What is STEM?

STEM stands for science, technology, engineering, and mathematics. STEM is important because it pervades every part of our lives.

Science is everywhere in the world around us.

Technology is continuously expanding into every aspect of our lives.

Engineering is the basic designs of roads and bridges, but also tackles the challenges of changing global weather and environmentally-friendly changes to our home.

Mathematics is in every occupation, every activity we do in our lives.

STEM Education is more than just presentation and dissemination of information and cultivation of techniques. It is a process for teaching and learning that offers students opportunities to make sense of the world and take charge of their learning, rather than learning isolated bits and pieces of content. In the STEM environment, there is less emphasis on activities that demonstrate science content and a greater focus on those activities that allow students to engage in real world problems and experiences through project-based, experiential learning activities that lead to higher level thinking. Learning in a STEM environment compels students to understand issues, distill problems, and comprehend processes that lead to innovative solutions.

 

Why STEM?

In the 21st century, scientific and technological innovations have become increasingly important as we face the benefits and challenges of both globalization and a knowledge-based economy.
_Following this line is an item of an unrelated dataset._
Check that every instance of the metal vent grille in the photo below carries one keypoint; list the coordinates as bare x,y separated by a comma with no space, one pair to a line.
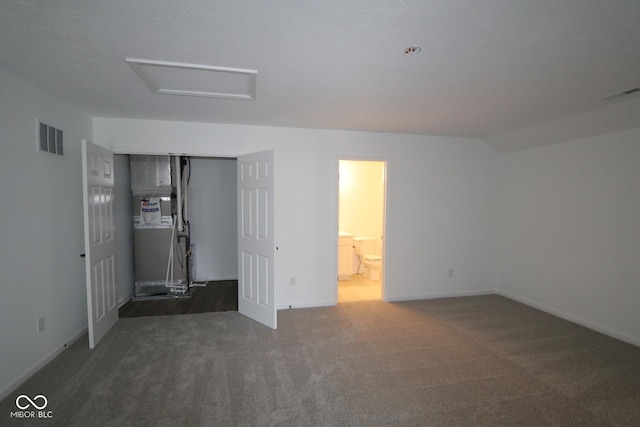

To succeed in this new information-based and highly technological society, students need to develop their capabilities in STEM to levels much beyond what was considered acceptable in the past.

 

Who benefits from STEM?

Introducing STEM is vital while a child is developing foundation education habits in their first years of schooling. STEMs lessons incorporate integrated mathematics, sciences, engineering and technology, while introducing young minds to schools of scientific linear thinking, creative problem solving, inventiveness, and instilling the importance of collaboration and teamwork. The objective of educators is not to force new thoughts and ideas on students, but to allow the children to grow interests in subjects organically and developing their systematic approaches to problem-solving.

Programs outside of school can help children to see that STEM is more than a class to finish. Having activities that show real-life implication of STEM can pull together the ideas presented in school and help to show how they benefit our society and even our world as a whole. Children can see that what they are learning now is pertinent to their future and the future of the whole world, creating an interest often lacking when learning new concepts that do not seem to carry real-world application. Engineering For Kids, for example, offers a suite of STEM enrichment programs for children ages 4 to 14.